Страница 9 из 124
Однажды я принес ему «Собачье сердце» М. А. Булгакова, а он к тому времени читал уже не все, а с разбором, и, увидев машинописную копию, кивнул в сторону жены: «Пусть она прочтет». Дальше события развивались так. Ина решила какой-то отрывок прочесть Коле, занимавшемуся за письменным столом. Много прочесть ей не удалось. Вскоре он прервал свои дела, прислушался, а затем и остановил ее, сказав, что будет читать сам. Прочитав, сказал: «Гениальный писатель».
Ну вот в моем повествовании появилась и жена, а я ее еще не представил.
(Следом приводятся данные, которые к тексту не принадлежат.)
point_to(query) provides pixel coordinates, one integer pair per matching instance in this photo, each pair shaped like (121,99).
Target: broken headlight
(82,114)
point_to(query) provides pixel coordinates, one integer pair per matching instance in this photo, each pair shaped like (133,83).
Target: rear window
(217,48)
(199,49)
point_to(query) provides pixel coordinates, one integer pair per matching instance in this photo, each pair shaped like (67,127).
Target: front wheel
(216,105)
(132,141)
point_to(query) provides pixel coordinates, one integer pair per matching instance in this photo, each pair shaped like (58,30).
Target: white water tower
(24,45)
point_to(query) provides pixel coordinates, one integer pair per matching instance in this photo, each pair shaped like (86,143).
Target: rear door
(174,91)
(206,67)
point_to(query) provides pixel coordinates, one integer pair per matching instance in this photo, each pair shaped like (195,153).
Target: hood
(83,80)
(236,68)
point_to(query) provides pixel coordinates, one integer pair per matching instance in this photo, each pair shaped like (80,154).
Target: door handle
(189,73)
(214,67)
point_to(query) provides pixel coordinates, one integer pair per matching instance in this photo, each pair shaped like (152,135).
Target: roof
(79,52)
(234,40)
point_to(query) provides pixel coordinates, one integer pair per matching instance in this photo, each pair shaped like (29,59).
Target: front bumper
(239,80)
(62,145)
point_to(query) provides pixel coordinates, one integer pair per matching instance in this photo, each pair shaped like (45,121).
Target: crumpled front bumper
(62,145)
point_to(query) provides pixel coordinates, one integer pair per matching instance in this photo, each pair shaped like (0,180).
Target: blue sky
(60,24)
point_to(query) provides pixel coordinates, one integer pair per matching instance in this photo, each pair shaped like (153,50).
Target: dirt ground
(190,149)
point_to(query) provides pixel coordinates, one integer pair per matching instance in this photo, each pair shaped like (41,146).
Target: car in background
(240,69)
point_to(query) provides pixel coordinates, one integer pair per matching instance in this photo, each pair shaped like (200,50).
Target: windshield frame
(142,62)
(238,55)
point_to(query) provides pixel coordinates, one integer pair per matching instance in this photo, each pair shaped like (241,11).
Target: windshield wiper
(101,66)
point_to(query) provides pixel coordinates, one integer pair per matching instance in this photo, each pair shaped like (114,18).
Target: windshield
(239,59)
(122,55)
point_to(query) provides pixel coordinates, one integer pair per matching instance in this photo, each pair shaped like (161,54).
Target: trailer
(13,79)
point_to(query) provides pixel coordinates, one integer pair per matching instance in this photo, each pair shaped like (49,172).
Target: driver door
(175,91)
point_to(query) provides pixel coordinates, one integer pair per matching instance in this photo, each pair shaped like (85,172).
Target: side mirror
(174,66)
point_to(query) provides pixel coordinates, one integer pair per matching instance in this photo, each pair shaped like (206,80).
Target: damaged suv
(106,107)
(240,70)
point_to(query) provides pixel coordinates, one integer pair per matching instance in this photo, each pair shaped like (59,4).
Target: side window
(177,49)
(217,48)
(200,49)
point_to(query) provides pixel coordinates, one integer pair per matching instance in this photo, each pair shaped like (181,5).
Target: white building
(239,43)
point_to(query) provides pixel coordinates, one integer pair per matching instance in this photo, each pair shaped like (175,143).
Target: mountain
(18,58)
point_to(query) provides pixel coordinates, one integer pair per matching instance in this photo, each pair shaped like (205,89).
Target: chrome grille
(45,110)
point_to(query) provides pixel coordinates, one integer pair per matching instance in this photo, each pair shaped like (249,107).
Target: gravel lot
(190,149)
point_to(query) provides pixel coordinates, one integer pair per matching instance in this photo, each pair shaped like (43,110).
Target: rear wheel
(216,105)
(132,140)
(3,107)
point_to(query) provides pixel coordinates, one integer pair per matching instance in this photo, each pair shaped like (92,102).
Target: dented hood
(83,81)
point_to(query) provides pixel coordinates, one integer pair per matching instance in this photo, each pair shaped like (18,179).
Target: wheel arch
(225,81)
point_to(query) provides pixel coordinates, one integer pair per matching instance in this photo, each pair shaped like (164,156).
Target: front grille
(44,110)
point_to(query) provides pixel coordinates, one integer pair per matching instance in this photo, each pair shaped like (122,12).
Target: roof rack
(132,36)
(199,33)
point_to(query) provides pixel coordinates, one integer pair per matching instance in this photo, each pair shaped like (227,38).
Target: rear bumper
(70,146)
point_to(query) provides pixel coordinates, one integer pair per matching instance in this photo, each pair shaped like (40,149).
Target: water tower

В 1951 году я закончил театральное училище и на семь лет уехал из Москвы. Виделись мы в эти годы редко. В 54-м году в письме ко мне мелькнули буквы И. М. Л., позже они стали часто предшествовать многим стихам Глазкова. За этой аббревиатурой — «Иночка моя любимая», позже получившая более высокий титул, в одному Глазкову ведомой табели о рангах — «Умница Бурундучок», и пожалована недвижимым имуществом — бухточкой Бурундучка, расположенной в районе Крылатского. Свидетельство тому — стихи под таким названием в сборнике «Первозданность». Эта книга, пожалуй, больше других глазковских книг полна путевых впечатлений Великого путешественника, как он сам себя называл и каковым был на самом деле. Он очень любил свой дом, любил работать дома, любил дружеские застолья дома, любил возвращаться домой и… любил уезжать, уплывать, уходить. Улетать не любил — мало путевых впечатлений. Если не было возможности съездить куда-то далеко от дома, — электричка или автобус — и он в лесу.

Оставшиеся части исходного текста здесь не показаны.